4.2 Generalization Performance as a function of dropout probability

In the original dropout [13] article, Hinton et al claims that a better generalization performance can be achieved with various dropout probabilities. With implementation details shown in section 4.1, here we show how the test error rate varies as a function of dropout probability. As demonstrated in figure 4, dropout does decrease the test error rate by about 0.1% (10 less misclassified examples in the test data set). Contrary to their claim, we found that the generation performance of dropout actually depends on the dropout probability. When the dropout probability is greater than 0.6, the test error rate increases significantly. Such inconsistency might be due to the much smaller training epochs (1,000 epochs used in Hinton’s paper) used in our implementation.

Figure 4: The test error rate on the MNIST for a variety of dropout probabilities. The input visible neurons also use 20% dropout. The best previous published results for this task using DBN without dropout are 1.18% (with RBM pre-training) and 1.6% (without RBM pre-training ), using more than 1,000 epochs [13].

4.3 Generalization Performance of our distributed algorithm

Here we evaluate the generalization performance on the MNIST dataset using various algorithms to combine results from different machines, as listed in section 3.2,.

Algorithms Sequential Weight Averaging Majority Vote Synchronous Update Asynchronous Update
Error Rate (%) 1.08 0.98 1.04 0.97 1.06
Table 1: Test error rate using different algorithms for 200 epochs of fine tuning. Weight averaging and majority vote algorithms collect final weights from independent runs of the standard dropout algorithms. Synchronous update and asynchronous update algorithms combine results from two processes after each input instance. Dropout rate is 50% for all algorithms.

Both weight averaging and synchronous update algorithms achieved notable improvement in the generalization performance. Surprisingly the majority vote method didn’t reduce the test error rate by a large margin. The asynchronous update algorithm introduced additional noise in the weight updates by its lock free mechanism, thus its generalization performance was relatively the same as the sequential dropout algorithm. However, as exhibited in figure 5, the convergence rate for both synchronous and asynchronous update algorithms are faster than the sequential dropout algorithm.

Figure 5: The test error rate on the MNIST as a function of number of epochs, using synchronous/asynchronous updates.

4.4 Limitations

Our current evaluation was performed on a desktop with a Dual Core Intel E7400 processor, 3GB RAM, and a NVIDIA 8800GS graphics card. Pretraining/fine tuning are generally very time consumption on this machine. Due to time constraints, we were only able to evaluate our proposed algorithm on the relatively small MNIST dataset. However, we plan to further evaluate our algorithm on other speech and object recognition benchmark tasks such as the TIMIT Acoustic-Phonetic Continuous Speech Corpus [26], Reuters Corpus for news article topic recognition [27]

, and the ImageNet dataset of millions of labeled images in thousands of categories 

[28].

5 Conclusion

This paper proposes an approach to scale up deep belief networks (DBNs).
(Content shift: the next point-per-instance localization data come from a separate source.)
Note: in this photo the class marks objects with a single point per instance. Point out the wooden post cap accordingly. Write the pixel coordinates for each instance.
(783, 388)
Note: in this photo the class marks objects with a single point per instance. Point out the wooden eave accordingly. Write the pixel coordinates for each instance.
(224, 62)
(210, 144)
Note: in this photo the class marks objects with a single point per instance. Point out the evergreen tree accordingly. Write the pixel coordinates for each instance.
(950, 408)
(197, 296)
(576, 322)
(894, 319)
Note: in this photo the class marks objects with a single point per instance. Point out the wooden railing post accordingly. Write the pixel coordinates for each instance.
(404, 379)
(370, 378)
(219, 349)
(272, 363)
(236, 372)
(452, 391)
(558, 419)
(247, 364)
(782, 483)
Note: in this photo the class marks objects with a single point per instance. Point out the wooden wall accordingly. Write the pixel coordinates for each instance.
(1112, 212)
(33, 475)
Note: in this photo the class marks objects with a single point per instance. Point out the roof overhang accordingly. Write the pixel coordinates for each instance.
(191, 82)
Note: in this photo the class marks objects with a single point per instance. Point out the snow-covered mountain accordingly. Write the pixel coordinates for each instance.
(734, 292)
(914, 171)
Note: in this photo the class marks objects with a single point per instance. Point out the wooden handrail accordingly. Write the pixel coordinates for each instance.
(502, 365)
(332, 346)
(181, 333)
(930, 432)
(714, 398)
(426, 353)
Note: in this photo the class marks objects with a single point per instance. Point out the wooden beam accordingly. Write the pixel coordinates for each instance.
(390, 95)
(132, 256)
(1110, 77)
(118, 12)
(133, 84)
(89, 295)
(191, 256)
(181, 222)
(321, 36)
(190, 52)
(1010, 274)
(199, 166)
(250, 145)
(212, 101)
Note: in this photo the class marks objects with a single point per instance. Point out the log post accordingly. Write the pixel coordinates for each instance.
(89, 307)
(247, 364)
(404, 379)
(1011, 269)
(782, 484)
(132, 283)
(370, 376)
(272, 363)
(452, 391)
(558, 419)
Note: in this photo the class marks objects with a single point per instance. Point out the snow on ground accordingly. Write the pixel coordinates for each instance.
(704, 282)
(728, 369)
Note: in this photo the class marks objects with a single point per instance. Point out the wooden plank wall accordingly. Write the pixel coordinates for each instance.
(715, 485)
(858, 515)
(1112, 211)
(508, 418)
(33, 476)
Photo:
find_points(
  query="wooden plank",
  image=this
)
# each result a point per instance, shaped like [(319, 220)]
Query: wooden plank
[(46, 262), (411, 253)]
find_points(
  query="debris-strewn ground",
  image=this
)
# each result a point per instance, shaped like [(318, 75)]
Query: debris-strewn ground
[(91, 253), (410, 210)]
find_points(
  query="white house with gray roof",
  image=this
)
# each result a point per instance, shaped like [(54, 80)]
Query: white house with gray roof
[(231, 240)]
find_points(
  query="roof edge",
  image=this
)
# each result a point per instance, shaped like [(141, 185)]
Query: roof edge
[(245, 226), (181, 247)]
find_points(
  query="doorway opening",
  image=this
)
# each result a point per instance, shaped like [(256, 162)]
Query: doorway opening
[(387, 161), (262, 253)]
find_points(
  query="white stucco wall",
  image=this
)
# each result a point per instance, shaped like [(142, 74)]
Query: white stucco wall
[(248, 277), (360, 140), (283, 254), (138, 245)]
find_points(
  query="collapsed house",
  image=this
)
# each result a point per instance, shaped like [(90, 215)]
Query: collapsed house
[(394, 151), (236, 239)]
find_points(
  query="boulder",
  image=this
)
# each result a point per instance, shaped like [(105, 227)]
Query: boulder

At the core of our approach is the use of random dropout to prevent co-adaptions on the training data for a DBN, reduce overfitting, and enable DBN training to use the computational power of clusters in a distributed environment. Empirically, our implementation outperforms some state-of-the-art approaches [13], and promising nearly linear speedups. Furthermore, our approach allows parallel training of a DBN even when some gradients are computationally intensive.

For future work, it would be interesting to compare our approach with other approaches using different abstractions [20, 29]. For example, the PowerGraph [20] abstraction exploits the internal structure of graph programs to address the challenges of computation on natural graphs. Thus, it may be possible to adapt a similar random dropout idea to reduce memory consumption and communications between processors. An investigation into how to generalize this approach to other structures and problems would enable even faster computation of machine learning problems.